Phenelzine, which is sold under the brand name Nardil, is a type of antidepressant that was developed in the 1950s. Nardil is one of the first effective antidepressants. MAO inhibitors like phenelzine impact brain chemistry by increasing the expression of monoamine neurotransmitters. These neurotransmitters include epinephrine, norepinephrine, melatonin, and serotonin.
There are two primary types of monoamine neurotransmitters: MAO-A and MAO-B. Different kinds of MAO inhibitors act on these neurotransmitters to various degrees. Phenelzine inhibits the breakdown of MAO-A and MAO-B neurotransmitters equally.
Modern SSRIs and second-generation tricyclic antidepressants are part of the newer generation of antidepressants that have fewer harmful interactions and milder side effects. They’re usually the first types of antidepressants to be prescribed to new patients.
Phenelzine, however, is commonly prescribed for medication-resistant and atypical types of depression. Atypical types of depression, like melancholic depression, often present alongside other disorders such as bipolar disorder, major depressive disorder (MDD), seasonal affective disorder (SAD), and cyclothymia.

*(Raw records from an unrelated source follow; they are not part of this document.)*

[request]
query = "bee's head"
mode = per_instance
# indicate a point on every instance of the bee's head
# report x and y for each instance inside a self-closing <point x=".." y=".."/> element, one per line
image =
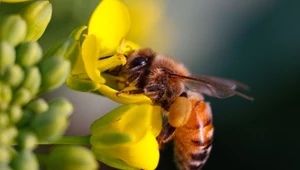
<point x="140" y="59"/>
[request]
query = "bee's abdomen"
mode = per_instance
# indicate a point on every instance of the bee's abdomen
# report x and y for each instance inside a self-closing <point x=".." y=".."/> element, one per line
<point x="193" y="140"/>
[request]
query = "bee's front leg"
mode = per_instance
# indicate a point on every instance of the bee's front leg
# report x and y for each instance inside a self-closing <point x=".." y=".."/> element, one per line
<point x="165" y="135"/>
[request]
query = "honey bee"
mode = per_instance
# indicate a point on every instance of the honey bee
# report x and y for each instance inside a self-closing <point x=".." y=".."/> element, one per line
<point x="193" y="140"/>
<point x="169" y="84"/>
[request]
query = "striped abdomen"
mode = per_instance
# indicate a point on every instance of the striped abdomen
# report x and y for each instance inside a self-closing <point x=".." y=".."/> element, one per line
<point x="192" y="142"/>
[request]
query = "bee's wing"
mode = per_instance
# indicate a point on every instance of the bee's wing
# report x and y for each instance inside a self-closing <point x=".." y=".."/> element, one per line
<point x="213" y="86"/>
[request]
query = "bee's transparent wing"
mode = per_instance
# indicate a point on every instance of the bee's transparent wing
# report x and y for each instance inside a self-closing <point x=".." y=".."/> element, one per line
<point x="213" y="86"/>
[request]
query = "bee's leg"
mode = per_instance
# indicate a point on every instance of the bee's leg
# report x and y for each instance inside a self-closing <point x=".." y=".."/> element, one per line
<point x="148" y="90"/>
<point x="134" y="77"/>
<point x="180" y="111"/>
<point x="134" y="91"/>
<point x="166" y="134"/>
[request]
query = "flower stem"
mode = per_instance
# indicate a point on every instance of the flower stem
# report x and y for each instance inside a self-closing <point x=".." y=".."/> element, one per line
<point x="70" y="140"/>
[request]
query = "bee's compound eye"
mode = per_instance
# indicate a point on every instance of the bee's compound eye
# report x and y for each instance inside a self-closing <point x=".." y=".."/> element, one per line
<point x="138" y="62"/>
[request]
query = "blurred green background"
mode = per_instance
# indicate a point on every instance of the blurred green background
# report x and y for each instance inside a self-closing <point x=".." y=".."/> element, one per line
<point x="256" y="42"/>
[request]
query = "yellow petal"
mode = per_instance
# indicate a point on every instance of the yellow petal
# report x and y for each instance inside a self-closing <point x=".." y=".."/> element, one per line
<point x="110" y="23"/>
<point x="90" y="51"/>
<point x="13" y="1"/>
<point x="111" y="62"/>
<point x="128" y="133"/>
<point x="144" y="154"/>
<point x="123" y="98"/>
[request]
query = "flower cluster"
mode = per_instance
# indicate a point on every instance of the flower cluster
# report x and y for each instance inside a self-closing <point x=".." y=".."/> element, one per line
<point x="27" y="120"/>
<point x="124" y="138"/>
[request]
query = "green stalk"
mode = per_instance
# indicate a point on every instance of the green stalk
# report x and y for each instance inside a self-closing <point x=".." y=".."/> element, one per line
<point x="69" y="140"/>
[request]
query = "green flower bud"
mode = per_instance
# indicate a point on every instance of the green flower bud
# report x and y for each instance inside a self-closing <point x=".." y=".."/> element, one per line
<point x="7" y="56"/>
<point x="38" y="106"/>
<point x="61" y="106"/>
<point x="69" y="48"/>
<point x="26" y="117"/>
<point x="32" y="80"/>
<point x="4" y="166"/>
<point x="49" y="125"/>
<point x="21" y="96"/>
<point x="29" y="53"/>
<point x="13" y="29"/>
<point x="54" y="71"/>
<point x="5" y="95"/>
<point x="37" y="16"/>
<point x="71" y="158"/>
<point x="15" y="114"/>
<point x="4" y="120"/>
<point x="5" y="155"/>
<point x="25" y="160"/>
<point x="27" y="140"/>
<point x="14" y="75"/>
<point x="7" y="135"/>
<point x="78" y="84"/>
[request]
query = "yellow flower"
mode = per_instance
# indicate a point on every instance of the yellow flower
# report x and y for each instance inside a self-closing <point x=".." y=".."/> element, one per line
<point x="103" y="49"/>
<point x="108" y="26"/>
<point x="125" y="138"/>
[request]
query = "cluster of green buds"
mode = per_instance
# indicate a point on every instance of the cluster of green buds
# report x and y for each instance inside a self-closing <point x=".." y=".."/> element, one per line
<point x="26" y="119"/>
<point x="124" y="138"/>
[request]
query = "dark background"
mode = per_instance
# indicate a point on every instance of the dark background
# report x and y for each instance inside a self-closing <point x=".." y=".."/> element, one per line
<point x="256" y="42"/>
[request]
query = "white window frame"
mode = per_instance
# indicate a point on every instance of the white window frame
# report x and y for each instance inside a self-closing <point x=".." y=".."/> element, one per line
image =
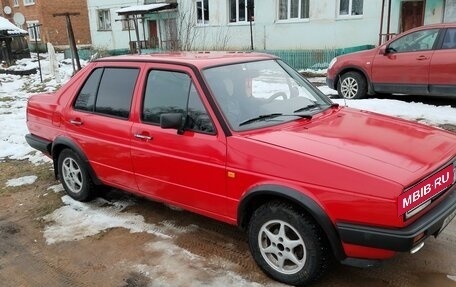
<point x="29" y="2"/>
<point x="203" y="20"/>
<point x="288" y="17"/>
<point x="349" y="15"/>
<point x="104" y="26"/>
<point x="31" y="31"/>
<point x="128" y="24"/>
<point x="237" y="21"/>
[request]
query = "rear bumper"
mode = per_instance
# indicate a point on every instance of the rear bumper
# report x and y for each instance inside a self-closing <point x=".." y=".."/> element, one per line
<point x="402" y="239"/>
<point x="40" y="144"/>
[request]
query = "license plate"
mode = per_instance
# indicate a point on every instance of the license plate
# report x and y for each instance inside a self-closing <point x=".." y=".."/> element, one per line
<point x="425" y="190"/>
<point x="447" y="221"/>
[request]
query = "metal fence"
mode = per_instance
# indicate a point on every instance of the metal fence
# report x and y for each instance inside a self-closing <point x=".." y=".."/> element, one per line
<point x="313" y="59"/>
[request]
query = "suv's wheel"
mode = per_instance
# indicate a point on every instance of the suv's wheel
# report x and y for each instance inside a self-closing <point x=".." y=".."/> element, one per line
<point x="352" y="85"/>
<point x="287" y="245"/>
<point x="74" y="177"/>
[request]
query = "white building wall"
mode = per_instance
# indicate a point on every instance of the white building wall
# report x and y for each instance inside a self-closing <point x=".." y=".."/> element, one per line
<point x="322" y="30"/>
<point x="116" y="38"/>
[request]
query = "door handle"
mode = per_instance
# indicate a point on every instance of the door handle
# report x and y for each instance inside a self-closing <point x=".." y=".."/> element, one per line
<point x="76" y="122"/>
<point x="143" y="137"/>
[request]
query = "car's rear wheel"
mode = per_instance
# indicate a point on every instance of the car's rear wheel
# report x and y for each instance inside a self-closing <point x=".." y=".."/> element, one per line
<point x="74" y="176"/>
<point x="352" y="85"/>
<point x="287" y="245"/>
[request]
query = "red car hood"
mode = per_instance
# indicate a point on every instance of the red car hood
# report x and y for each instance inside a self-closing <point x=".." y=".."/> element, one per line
<point x="384" y="146"/>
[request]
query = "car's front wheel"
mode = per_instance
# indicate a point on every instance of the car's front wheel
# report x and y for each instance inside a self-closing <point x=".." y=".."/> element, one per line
<point x="287" y="245"/>
<point x="74" y="176"/>
<point x="352" y="85"/>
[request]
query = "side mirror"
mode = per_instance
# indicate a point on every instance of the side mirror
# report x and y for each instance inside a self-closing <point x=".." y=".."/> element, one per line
<point x="171" y="121"/>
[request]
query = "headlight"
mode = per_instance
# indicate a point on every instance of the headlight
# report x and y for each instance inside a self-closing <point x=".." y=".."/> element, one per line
<point x="333" y="61"/>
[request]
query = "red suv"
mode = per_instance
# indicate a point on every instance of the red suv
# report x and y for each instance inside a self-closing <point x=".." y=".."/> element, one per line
<point x="421" y="61"/>
<point x="245" y="139"/>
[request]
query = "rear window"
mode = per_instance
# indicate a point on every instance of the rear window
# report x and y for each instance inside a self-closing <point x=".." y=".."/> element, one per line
<point x="108" y="91"/>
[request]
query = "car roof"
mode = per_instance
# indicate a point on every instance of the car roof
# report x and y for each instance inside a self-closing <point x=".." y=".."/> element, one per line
<point x="430" y="26"/>
<point x="200" y="60"/>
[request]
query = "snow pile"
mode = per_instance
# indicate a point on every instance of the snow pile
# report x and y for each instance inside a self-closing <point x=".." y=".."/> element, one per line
<point x="25" y="180"/>
<point x="424" y="113"/>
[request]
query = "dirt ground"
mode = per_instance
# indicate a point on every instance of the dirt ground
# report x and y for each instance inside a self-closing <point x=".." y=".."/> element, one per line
<point x="196" y="251"/>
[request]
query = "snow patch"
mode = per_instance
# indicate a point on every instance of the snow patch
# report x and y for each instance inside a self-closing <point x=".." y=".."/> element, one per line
<point x="78" y="220"/>
<point x="56" y="188"/>
<point x="25" y="180"/>
<point x="425" y="113"/>
<point x="199" y="271"/>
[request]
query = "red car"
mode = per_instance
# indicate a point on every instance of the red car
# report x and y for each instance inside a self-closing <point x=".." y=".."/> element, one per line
<point x="421" y="61"/>
<point x="245" y="139"/>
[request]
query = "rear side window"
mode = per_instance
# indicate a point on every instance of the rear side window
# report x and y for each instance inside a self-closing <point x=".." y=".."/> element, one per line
<point x="416" y="41"/>
<point x="449" y="41"/>
<point x="108" y="91"/>
<point x="86" y="98"/>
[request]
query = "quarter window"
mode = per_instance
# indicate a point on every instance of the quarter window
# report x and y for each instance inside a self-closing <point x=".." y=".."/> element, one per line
<point x="350" y="7"/>
<point x="108" y="91"/>
<point x="174" y="92"/>
<point x="202" y="11"/>
<point x="293" y="9"/>
<point x="449" y="41"/>
<point x="240" y="10"/>
<point x="416" y="41"/>
<point x="104" y="20"/>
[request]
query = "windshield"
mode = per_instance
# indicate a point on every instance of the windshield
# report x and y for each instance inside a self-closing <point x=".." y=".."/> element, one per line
<point x="263" y="93"/>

Phenelzine has anxiolytic (anti-anxiety) effects through the promotion of GABA expression in the brain. GABA is the brain’s primary inhibitory neurotransmitter. Its role is to calm overactive brain activity, and it can be under-expressed in people with anxiety. Nardil is also occasionally prescribed for the treatment of social anxiety disorder, bipolar depression (BD), post-traumatic stress disorder, dysthymia, panic disorder (PD), and bulimia.
MAO inhibitors like Nardil and other antidepressants are not considered to be psychologically addictive because cessation of use doesn’t result in drug cravings. However, several side effects can accompany the use of phenelzine.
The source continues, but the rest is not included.